Field note
A week with a transcription pipeline that almost worked
Notes from our first real attempt to fold automatic transcription into a regional desk — including the three workflows we had to throw out.
We spent a week trying to make automatic transcription a load-bearing part of a regional reporting workflow. By Friday, the pipeline was running. It was also producing fewer publishable minutes per reporter than the manual baseline. Both things are true.
The setup: five reporters, three languages, a shared upload folder, and a small open-weights transcription model running on a workstation in the office. Outputs landed in a draft document with speaker labels and timestamps. Reporters edited the draft, then sent it to a section editor.

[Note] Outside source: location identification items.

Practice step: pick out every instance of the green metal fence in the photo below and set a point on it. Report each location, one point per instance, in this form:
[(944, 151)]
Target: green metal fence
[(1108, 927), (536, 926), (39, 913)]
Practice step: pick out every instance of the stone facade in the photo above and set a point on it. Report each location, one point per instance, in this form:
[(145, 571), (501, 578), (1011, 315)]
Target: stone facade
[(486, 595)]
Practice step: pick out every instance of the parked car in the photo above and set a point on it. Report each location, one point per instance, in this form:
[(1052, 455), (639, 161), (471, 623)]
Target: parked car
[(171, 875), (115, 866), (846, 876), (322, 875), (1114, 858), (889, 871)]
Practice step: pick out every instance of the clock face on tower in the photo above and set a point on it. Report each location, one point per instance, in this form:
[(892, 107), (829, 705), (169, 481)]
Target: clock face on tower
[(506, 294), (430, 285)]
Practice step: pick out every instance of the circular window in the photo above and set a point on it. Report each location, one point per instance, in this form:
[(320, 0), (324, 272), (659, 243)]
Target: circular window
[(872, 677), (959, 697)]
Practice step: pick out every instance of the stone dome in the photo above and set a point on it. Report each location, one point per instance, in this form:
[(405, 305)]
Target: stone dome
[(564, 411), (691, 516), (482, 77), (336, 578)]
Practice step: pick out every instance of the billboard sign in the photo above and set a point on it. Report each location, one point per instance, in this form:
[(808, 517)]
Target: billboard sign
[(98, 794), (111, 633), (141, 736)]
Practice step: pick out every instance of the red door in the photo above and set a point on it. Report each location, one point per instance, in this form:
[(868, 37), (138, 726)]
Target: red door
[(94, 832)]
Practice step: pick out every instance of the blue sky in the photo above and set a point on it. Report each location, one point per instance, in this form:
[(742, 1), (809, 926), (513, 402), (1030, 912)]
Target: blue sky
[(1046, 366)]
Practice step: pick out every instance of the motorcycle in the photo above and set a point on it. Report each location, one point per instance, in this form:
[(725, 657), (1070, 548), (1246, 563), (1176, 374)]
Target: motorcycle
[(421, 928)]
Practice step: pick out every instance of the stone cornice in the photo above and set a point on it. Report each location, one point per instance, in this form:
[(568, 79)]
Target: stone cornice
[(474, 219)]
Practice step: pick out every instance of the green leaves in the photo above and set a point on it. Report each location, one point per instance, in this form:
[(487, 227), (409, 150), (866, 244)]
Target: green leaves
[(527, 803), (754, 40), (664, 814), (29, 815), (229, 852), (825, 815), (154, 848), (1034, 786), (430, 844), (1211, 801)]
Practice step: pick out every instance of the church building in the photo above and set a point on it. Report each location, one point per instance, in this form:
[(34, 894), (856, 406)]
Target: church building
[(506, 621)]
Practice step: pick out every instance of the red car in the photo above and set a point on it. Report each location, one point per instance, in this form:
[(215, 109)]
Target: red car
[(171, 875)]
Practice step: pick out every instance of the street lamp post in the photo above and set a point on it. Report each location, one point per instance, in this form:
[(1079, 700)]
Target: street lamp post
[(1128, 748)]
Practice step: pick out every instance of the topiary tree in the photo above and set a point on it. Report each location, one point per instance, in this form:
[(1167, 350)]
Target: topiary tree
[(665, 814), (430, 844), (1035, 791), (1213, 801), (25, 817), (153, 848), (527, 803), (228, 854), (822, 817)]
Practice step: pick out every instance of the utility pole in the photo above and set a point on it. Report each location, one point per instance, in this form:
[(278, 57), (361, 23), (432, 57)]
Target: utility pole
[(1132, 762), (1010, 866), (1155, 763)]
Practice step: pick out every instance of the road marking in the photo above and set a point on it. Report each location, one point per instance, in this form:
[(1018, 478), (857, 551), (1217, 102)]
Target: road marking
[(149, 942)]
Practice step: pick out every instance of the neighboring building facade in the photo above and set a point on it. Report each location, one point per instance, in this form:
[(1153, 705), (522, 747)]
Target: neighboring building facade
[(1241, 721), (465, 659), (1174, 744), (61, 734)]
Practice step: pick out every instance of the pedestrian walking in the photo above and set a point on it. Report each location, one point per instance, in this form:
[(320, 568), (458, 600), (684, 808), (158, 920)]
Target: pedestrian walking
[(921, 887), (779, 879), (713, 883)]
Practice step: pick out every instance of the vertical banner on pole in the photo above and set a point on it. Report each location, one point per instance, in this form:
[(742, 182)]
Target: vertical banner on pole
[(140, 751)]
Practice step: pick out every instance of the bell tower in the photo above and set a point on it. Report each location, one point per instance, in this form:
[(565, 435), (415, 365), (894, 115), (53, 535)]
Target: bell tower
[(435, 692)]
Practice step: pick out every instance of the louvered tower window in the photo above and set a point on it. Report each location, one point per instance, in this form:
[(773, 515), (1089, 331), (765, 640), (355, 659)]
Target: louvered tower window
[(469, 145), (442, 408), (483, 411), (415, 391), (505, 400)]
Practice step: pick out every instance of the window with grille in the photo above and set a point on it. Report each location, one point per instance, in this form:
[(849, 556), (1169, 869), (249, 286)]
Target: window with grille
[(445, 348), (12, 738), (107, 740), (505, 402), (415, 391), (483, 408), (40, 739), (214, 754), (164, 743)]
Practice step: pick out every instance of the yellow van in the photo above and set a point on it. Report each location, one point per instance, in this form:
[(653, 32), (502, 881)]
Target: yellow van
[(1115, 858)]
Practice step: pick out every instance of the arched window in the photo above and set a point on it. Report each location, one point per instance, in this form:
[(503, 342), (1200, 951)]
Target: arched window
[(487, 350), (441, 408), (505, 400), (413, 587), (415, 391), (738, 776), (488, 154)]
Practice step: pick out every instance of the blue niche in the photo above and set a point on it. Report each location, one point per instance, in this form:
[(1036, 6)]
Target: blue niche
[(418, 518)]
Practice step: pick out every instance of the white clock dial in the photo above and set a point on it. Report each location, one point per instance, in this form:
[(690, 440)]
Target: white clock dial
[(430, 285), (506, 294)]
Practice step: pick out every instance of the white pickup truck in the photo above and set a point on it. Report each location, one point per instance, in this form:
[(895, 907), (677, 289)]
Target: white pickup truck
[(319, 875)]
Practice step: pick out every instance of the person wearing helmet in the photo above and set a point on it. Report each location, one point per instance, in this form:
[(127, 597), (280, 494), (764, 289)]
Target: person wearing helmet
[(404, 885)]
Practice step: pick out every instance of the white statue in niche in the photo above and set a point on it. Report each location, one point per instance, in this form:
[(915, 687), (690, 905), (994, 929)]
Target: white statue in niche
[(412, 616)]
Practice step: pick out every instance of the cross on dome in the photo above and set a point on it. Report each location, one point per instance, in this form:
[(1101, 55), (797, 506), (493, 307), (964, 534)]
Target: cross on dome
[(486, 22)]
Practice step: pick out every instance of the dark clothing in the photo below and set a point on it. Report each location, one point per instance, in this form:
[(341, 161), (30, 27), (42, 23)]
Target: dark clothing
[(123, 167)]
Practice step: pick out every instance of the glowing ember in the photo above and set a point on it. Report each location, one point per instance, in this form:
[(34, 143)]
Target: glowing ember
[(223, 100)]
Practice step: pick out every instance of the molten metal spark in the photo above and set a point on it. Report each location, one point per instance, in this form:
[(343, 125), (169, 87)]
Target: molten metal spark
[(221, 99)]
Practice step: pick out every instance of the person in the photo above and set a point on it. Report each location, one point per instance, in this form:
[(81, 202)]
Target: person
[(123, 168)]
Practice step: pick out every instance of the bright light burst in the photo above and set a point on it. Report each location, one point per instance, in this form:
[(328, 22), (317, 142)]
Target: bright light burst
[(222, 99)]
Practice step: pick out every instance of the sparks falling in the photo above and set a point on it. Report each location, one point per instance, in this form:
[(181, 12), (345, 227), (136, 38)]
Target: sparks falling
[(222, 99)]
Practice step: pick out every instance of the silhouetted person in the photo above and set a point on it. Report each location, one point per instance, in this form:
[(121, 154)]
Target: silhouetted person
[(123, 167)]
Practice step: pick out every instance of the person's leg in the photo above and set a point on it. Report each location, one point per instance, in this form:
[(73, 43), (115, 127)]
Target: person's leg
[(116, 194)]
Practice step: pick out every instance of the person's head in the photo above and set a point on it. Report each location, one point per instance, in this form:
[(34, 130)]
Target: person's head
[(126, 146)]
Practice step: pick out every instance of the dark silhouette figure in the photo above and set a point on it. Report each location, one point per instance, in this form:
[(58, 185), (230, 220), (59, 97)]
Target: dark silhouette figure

What worked: long interviews in clear audio. The model handled an hour-long sit-down with a regional official faster than any of our reporters could, and the edit-pass took roughly twenty minutes.
What did not work: anything in a market, on a motorbike, or with overlapping speakers. The model produced confident, fluent text that was wrong in subtle ways — substituting plausible names, smoothing out the texture of a quote, occasionally inventing a sentence that filled an audio gap.
We threw out three workflows over the course of the week. The one that survived: transcription is allowed only for one-on-one interviews in controlled audio, the transcript is always verified against the recording before any quote is published, and the reporter — not the editor — is responsible for the verification.